No-linear response, hypothesis of occasional event.

3.2. Behavioral Response

The behavioral response in terms of the average swimming velocities of individual video clips of different time slots is illustrated in Table 3; Equation (2) was applied for the evaluation of the velocities.

Table 3

Average velocities of fish of the treated group and the control group.

Video	Control Group (pixel/frame)	Treated Group (pixel/frame)
1	1.6626	0.9027
2	1.8257	1.0455
3	2.0972	1.1478
4	2.1778	1.2754
5	2.3986	1.7030
6	2.5000	1.9220
7	2.5371	1.9970
8	2.6378	2.2628
9	3.0467	2.5263
10	3.2198	2.5601
11	3.2270	2.9128
12	3.6779	3.1247
Average	2.5840	1.9483

A paired t-test was carried out for the comparison of the velocities of the two groups. It was evidenced that with a p-value of 0.02, which is less than 0.05 at a confidence interval of 95%, that the swimming velocities of the two groups were different. The average velocity of the treated group was slower than the control group by 24.6%.
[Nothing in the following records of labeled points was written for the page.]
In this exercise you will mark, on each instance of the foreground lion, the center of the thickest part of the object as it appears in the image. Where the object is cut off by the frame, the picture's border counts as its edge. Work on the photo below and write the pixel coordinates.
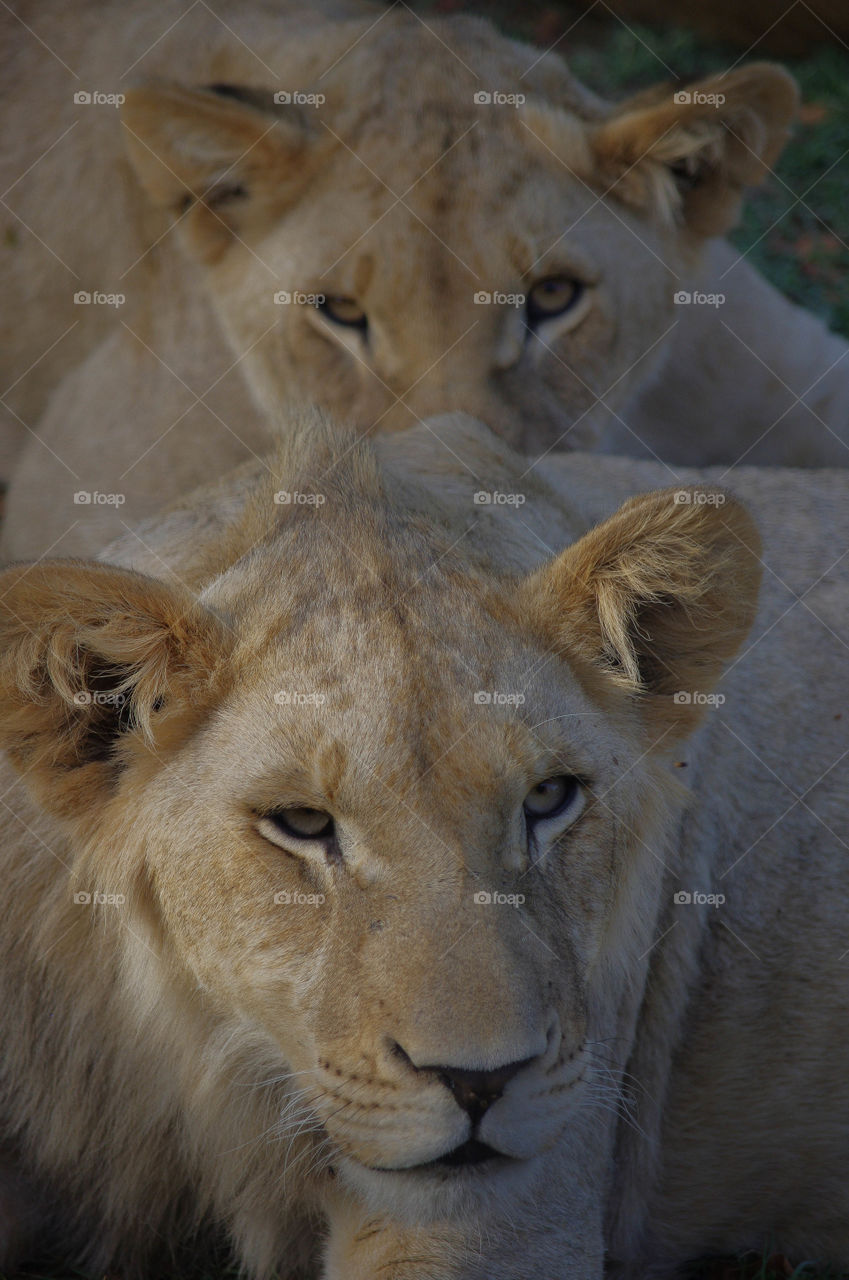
(397, 196)
(412, 897)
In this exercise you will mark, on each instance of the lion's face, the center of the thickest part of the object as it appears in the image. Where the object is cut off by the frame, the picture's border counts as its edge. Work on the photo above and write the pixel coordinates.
(388, 813)
(407, 887)
(384, 214)
(532, 318)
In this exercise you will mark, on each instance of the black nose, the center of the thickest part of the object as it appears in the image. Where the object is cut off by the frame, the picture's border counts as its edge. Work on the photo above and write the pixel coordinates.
(477, 1091)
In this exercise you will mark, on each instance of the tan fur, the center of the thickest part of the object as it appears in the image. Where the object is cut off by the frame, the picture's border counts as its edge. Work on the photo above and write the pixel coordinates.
(199, 1048)
(401, 192)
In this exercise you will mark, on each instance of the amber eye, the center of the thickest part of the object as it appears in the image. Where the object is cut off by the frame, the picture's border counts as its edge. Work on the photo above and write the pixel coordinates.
(343, 311)
(552, 297)
(296, 824)
(552, 798)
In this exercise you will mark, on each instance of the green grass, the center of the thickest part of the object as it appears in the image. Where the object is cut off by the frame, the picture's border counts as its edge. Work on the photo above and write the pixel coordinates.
(795, 227)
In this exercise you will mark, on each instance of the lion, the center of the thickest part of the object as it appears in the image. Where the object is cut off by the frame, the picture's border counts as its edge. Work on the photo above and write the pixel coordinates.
(419, 869)
(387, 218)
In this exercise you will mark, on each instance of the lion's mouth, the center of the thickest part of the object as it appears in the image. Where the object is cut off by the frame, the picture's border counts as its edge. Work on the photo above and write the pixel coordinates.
(465, 1156)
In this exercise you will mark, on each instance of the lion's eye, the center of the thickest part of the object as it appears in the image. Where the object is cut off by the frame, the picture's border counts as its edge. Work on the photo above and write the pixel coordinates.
(343, 311)
(552, 798)
(552, 297)
(297, 823)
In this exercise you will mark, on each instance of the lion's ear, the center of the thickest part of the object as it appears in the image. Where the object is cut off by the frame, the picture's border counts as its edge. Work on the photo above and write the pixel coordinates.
(94, 661)
(227, 159)
(654, 600)
(689, 154)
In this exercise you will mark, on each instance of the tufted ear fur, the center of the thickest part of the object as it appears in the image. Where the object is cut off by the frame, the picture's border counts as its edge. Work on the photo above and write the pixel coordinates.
(656, 600)
(694, 150)
(229, 159)
(95, 659)
(680, 155)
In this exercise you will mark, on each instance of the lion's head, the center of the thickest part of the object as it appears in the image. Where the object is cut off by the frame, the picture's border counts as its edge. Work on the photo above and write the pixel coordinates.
(380, 805)
(437, 218)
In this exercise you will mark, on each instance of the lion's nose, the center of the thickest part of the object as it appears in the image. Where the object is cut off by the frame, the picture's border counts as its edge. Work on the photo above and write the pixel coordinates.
(477, 1091)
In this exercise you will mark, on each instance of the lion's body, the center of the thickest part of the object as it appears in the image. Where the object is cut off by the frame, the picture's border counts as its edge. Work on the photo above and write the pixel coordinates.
(168, 1057)
(386, 193)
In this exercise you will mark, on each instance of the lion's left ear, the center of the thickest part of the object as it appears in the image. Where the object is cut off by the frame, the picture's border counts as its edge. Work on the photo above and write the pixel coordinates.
(656, 600)
(695, 150)
(92, 657)
(681, 155)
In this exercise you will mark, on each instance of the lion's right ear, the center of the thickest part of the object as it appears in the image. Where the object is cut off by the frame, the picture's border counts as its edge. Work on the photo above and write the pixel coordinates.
(228, 159)
(96, 663)
(654, 602)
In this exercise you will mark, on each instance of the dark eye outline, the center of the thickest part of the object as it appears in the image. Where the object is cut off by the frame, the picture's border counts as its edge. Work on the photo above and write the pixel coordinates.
(537, 316)
(278, 819)
(533, 819)
(324, 307)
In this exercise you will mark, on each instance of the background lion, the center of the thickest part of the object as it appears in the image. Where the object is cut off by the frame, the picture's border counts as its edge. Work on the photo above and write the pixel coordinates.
(352, 880)
(384, 187)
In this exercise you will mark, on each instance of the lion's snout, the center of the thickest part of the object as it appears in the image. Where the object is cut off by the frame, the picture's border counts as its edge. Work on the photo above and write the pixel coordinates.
(412, 1114)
Figure 12 illustrates the heatmap charts of the treated group and the control group; the heatmap charts are in pixel format, showing the fish dwelling in a particular pixel in terms of the coordination of the fish of all the 12 video clips of each group. Figure 13 shows an overlapping of the magnetic field strength to the heatmap chart of the test group, while there was no influence of the magnet to the control group. It was observed that fish of the treated group were likely to swim at the center, and otherwise for the control group—this can be postulated as that there is a preference of the fish to dwell under the influence of SMF. An alternate explanation is that the fish disliked the higher field strengths in the concentric ring pattern above 100 mT and were trying to avoid this high field strength. The fish would either move to the corner or to the center; either way they would be out of the higher field strengths of the concentric ring pattern. The fish in the treated group were more likely to swim to the light source than the control group.

Figure 12

Heatmap charts in pixel format showing the fish being observed in a particular pixel in terms of the coordination of the fish.

Figure 13

Heatmap chart of the coordinates of treated group with the magnet.

4. Discussion

This paper describes an in vivo experimental study of the marine medaka fish model under static magnetic field exposure; both the induced developmental response of the fish embryo and the behavioral responses of the grown fish are presented.

The developmental stages of embryos were observed for any abnormalities, and the analysis of variance of the fish swimming velocities was performed for assessing group differences with and without SMF exposures. It was observed that there was no impact on the embryos development under prolonged exposure for the whole developmental period for 15 days under 100 mT. The swimming velocities of the grown fish under exposure were observed to be statistically significantly different to that of the control group, with a p-value of less than 0.05.

As experiments of human responses under the influence of any SMF might be difficult to be carried out; the outcomes of the developmental response and the behavioral response of the medaka fish model can provide a preliminary inference to that of the human model.

The strength of SMF of the experiments for the medaka fish in this study is larger by several folds as compared to that of the daily environment including that of inside of e-vehicles; however results have concluded that SMFs do have a certain influence on the behavioral responses of the fish. The experiment of this study would serve as an implication that the influence of SMF under prolonged exposure may warrant further studies for a human model, especially for e-vehicle applications for passengers and drivers.

5. Conclusions

The outcomes from the in vivo experiments suggest that prolonged exposure of medaka embryos to SMF has no impact on embryo development, and no obvious higher probability of embryo malformation or differences of growth cycle was observed in the experiments for 15 days. It was also observed that under prolonged exposure of grown medaka fish, the swimming behavior, average swimming velocity, and swimming positions were different between the treated group and the control group, and that there was a preference of the fish to dwell under the influence of SMF.